A crawl for rss websites. The more websites the better.
python 2.7
Scrapy==0.16.5
Twisted==13.1.0
MySQL-python==1.2.4
-
config the database vie the rss_spider/settings.py file
HOST = "" DB = "" USER = "" PASSWD = ""
-
create the database via the sql.sql file
-
init the table rss_urls via the script in the script folder:
python insert_rss_list.py
(the rss_list_init.txt file include more then 800 rss links)
-
start a scrapy server:
scrapy server &
-
start a spider:
cd /script ./start_spider.py
-
stop a spider:
cd /script ./stop_spider.py
you can autostart the spider, for example:
crontab -e
0 * * * * /home/name/work/rss_spider/script/./start_spider.py
28 * * * * /home/name/work/rss_spider/script/./stop_spider.py
30 * * * * /home/name/work/rss_spider/script/./start_spider.py
58 * * * * /home/name/work/rss_spider/script/./stop_spider.py
(start the spider at 0 and 30 per hour, and stop the spider at 28 and 58 per hour.)

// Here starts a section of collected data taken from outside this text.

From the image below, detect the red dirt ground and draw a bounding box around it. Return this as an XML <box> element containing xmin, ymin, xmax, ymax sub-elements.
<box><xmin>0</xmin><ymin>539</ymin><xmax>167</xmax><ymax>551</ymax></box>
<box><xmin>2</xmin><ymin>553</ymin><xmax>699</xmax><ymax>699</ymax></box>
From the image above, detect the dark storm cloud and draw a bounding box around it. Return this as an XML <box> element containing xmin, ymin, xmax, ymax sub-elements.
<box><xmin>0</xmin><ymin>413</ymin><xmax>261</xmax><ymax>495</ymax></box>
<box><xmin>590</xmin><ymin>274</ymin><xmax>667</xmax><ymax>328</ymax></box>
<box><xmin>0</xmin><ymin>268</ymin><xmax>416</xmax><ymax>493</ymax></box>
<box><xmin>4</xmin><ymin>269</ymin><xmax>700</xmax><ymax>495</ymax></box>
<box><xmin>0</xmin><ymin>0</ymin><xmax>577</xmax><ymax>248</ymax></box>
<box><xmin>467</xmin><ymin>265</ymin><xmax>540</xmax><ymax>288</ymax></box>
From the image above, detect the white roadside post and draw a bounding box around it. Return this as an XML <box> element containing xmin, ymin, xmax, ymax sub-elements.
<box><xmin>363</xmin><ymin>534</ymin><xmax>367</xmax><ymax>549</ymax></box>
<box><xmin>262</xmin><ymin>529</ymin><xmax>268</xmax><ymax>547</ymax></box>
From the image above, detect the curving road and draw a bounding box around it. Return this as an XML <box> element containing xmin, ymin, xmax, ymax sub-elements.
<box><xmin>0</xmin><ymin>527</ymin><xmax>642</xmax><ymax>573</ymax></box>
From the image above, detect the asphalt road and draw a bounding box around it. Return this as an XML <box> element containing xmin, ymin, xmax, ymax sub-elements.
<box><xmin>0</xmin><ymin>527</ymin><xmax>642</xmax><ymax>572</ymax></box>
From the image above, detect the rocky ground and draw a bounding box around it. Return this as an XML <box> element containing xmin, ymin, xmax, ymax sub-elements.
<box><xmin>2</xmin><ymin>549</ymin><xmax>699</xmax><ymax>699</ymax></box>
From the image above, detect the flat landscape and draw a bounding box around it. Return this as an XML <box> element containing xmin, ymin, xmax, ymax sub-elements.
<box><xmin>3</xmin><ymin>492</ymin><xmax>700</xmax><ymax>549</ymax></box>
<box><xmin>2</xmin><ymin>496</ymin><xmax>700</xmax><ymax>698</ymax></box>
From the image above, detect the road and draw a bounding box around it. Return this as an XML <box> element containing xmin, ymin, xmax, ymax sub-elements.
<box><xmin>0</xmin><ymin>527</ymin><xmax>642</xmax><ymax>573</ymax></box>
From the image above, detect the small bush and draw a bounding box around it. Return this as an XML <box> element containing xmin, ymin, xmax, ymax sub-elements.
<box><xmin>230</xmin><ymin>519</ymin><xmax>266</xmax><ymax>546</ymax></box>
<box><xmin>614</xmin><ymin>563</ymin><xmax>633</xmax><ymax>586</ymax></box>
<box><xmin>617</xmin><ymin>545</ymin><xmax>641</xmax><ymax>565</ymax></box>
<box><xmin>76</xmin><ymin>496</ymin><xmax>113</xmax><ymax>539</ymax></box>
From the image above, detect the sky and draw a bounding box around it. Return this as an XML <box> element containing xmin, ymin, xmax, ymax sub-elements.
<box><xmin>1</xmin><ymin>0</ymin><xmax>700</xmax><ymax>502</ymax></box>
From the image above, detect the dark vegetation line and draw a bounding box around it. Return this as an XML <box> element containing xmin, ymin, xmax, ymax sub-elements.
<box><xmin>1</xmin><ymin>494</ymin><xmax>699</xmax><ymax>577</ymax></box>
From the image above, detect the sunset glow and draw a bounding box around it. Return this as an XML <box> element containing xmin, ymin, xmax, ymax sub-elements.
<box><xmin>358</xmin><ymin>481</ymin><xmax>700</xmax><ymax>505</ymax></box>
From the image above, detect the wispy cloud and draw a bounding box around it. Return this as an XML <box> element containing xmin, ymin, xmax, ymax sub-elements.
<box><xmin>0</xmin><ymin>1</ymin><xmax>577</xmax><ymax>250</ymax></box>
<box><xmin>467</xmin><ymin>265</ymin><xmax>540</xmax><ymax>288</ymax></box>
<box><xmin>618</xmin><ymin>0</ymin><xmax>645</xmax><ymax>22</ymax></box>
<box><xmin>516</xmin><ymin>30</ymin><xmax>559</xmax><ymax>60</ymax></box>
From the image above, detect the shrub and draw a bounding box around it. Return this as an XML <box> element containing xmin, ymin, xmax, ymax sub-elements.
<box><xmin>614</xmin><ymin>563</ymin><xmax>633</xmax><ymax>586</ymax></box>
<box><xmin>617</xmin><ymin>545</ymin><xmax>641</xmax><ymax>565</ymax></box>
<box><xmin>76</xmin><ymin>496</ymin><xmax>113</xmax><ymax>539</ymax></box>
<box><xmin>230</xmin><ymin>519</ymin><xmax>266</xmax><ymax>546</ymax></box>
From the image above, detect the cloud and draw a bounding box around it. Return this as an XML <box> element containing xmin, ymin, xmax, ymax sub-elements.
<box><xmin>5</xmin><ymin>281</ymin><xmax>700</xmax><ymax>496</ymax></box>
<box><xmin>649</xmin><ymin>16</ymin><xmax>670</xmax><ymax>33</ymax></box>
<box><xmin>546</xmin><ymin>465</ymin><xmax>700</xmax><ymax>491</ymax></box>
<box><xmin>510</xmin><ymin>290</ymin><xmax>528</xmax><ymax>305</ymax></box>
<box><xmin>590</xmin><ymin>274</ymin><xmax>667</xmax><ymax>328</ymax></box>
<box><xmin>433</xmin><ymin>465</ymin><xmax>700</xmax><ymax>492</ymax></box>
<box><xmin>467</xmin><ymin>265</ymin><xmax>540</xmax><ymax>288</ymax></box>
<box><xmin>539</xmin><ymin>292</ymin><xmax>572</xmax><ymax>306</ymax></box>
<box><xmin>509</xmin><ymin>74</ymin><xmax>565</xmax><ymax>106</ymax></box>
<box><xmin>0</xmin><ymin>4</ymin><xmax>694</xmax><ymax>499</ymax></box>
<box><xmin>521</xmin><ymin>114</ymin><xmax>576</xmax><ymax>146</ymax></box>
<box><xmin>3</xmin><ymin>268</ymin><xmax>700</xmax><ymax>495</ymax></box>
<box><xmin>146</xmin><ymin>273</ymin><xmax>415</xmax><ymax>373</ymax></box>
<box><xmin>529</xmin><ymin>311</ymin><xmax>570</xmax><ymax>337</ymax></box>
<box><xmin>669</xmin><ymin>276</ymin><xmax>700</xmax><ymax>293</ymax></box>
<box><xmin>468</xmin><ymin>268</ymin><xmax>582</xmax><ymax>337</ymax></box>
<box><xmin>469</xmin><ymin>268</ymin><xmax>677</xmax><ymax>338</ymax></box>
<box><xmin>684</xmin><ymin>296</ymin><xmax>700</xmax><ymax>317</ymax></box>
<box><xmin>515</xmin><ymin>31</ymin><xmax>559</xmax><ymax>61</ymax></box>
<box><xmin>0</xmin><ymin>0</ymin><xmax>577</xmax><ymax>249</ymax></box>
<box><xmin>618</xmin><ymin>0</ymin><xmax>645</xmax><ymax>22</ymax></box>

I also write a website using Clojure for handling the infomation downing from these rss sources. I will open source it some day.
-
通过rss_spider/settings.py配置数据库
HOST = "" DB = "" USER = "" PASSWD = ""
-
通过sql.sql这个文件来初始化数据库。
-
通过script文件夹下的脚本来初始化rss_urls这个表。
python insert_rss_list.py
(rss_list_init.txt这个文件下有超过800个rss链接)
-
开启一个爬虫服务:
scrapy server &
-
启动一个爬虫:
cd /script ./start_spider.py
-
停止爬虫:
cd /script ./stop_spider.py
crontab -e
0 * * * * /home/name/work/rss_spider/script/./start_spider.py
28 * * * * /home/name/work/rss_spider/script/./stop_spider.py
30 * * * * /home/name/work/rss_spider/script/./start_spider.py
58 * * * * /home/name/work/rss_spider/script/./stop_spider.py
(每个小时的0分和30分启动爬虫,28分和58分停止爬虫)
我用clojure写了一个关于对所抓取倒数据操作,展示的网站。近期会对它开源。